There is no better time than now to be alive for a single person. We have at our fingertips the world and a plethora of material things, experiences, and adventures to satisfy our needs and desires. In the midst of all these, I have found myself on many occasions excited by and invested in worldly pursuits, only to realize I have been jumping from one thing to the next, never really being satisfied by anything for too long. In this state of discontent, I am reminded by grace that the void in my heart is an infinite one. This can only be filled by an infinite Being—God Himself. This is precisely why Scripture should excite us the most: because all of its pages point to God, the only infinite, self-existent, self-sufficient, eternal, immutable, omnipresent, omniscient, omnipotent, and sovereign Being.
However, like many people in church, I struggle to be excited about the Bible partly because of my ignorance and limitedness, but mostly because of my sinfulness. When I find my heart in the wrong place towards Scripture, I plead with God to make me see why it is the most important resource of life.
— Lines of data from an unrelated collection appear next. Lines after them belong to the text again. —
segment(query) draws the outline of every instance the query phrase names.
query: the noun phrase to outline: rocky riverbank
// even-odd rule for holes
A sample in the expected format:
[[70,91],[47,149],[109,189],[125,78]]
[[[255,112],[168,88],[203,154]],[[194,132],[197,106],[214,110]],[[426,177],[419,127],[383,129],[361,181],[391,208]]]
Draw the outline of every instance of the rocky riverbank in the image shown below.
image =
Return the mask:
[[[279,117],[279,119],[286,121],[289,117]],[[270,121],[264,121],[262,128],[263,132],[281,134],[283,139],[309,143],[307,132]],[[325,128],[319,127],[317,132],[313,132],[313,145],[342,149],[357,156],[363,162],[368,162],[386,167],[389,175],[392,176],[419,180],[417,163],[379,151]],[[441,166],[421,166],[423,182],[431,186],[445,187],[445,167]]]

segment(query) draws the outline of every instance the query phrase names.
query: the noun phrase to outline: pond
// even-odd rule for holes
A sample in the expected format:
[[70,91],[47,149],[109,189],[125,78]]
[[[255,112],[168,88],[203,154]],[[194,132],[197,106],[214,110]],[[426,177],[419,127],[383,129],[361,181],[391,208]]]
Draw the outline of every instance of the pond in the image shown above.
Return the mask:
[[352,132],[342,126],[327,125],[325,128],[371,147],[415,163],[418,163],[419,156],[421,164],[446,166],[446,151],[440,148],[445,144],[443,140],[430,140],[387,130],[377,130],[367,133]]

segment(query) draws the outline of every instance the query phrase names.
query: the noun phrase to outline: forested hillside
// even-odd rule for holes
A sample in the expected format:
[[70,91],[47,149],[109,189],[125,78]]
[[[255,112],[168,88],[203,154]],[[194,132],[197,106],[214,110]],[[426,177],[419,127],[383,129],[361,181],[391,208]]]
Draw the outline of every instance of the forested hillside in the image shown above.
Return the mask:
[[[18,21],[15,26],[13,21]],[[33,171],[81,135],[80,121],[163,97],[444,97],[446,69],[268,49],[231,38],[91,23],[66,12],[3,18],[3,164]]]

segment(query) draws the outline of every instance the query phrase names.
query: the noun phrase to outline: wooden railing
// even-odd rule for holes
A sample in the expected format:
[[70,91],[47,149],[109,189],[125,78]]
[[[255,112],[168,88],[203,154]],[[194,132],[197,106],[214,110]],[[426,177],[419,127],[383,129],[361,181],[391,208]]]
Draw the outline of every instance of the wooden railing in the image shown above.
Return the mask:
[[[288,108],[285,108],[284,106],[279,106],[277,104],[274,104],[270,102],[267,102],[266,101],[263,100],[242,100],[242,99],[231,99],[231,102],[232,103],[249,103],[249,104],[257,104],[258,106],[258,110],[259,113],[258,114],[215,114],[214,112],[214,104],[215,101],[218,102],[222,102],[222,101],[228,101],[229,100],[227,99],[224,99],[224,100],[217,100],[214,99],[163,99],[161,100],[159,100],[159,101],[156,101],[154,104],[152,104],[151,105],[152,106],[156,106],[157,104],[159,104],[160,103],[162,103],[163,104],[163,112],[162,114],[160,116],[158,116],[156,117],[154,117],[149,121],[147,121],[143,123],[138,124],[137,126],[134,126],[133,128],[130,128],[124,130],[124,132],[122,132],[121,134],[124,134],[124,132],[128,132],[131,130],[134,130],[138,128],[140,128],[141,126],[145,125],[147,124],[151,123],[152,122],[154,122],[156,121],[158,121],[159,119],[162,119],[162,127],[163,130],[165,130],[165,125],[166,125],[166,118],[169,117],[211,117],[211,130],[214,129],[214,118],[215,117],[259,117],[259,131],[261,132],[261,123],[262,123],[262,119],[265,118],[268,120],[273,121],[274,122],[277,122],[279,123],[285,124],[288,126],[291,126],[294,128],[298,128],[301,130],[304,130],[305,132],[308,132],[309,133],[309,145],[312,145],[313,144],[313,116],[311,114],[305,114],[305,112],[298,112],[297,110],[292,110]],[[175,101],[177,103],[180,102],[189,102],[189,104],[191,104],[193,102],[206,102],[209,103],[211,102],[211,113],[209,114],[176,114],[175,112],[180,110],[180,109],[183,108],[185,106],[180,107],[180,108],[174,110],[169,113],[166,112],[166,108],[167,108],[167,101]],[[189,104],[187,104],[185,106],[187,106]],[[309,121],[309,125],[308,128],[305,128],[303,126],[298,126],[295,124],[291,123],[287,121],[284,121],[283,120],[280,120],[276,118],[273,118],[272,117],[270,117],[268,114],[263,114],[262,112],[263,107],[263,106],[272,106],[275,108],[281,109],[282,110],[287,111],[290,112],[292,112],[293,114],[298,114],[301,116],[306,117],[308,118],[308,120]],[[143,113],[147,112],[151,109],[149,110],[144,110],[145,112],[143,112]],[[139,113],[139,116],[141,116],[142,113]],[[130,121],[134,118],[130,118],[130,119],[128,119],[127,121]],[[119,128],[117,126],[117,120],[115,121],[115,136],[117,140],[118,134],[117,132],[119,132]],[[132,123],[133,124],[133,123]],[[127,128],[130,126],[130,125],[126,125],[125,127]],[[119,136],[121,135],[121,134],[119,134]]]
Scripture is sufficient to give life direction and meaning.
We operate in a world where the most valuable currencies are wealth, beauty, achievement, and power—finite things which crumble in the face of eternity. Yet in my sinfulness, I still find myself running after them, thinking that a little bit more will satisfy. I have a soul that will last forever. What I train it to treasure will determine its ultimate destination. If the Bible points to God, then He must be the only worthwhile pursuit. By grace, I have experienced time and again that I am only victorious against the pull of the world when I calibrate my heart to Scripture.
Scripture is also sufficient to show me what I truly am—nothing.
If the Bible points to God, then He must be the only worthwhile pursuit.
I have no good apart from God, my very existence is upheld by God, and I have done nothing to deserve whatever good God has graciously given me. The brain that I use to be able to say words, do presentations, accomplish exams, complete projects, earn money—these are all God-given. In fact, the only thing I contribute to my existence is sin, which means the only thing I deserve is eternal damnation. When I believe otherwise, what I’m really doing is rob God of the glory that only belongs to Him.
Finally, Scripture is sufficient to compel me to love my neighbors.
“In this is love, not that we loved God, but that He loved us and sent His Son to be the propitiation for our sins. Beloved, if God so loved us, we also ought to love one another… We love, because He first loved us” (1 John 4:7-19). Whenever I struggle to love my neighbors, I go back to Scripture and plead with God to make the Gospel alive in my heart. When the scales in my eyes fall off and I come to a fresh understanding of this Great Love, I am compelled to love God more, which then makes me love myself less. Because of this, by God’s grace, I am able to love others more.
In the final analysis, I either live a life in awe of God and dependent on Him or a life characterized by selfishness and self-reliance. The choice is a matter of eternal life and eternal death. Scripture is my compass because it points to life—it points to God.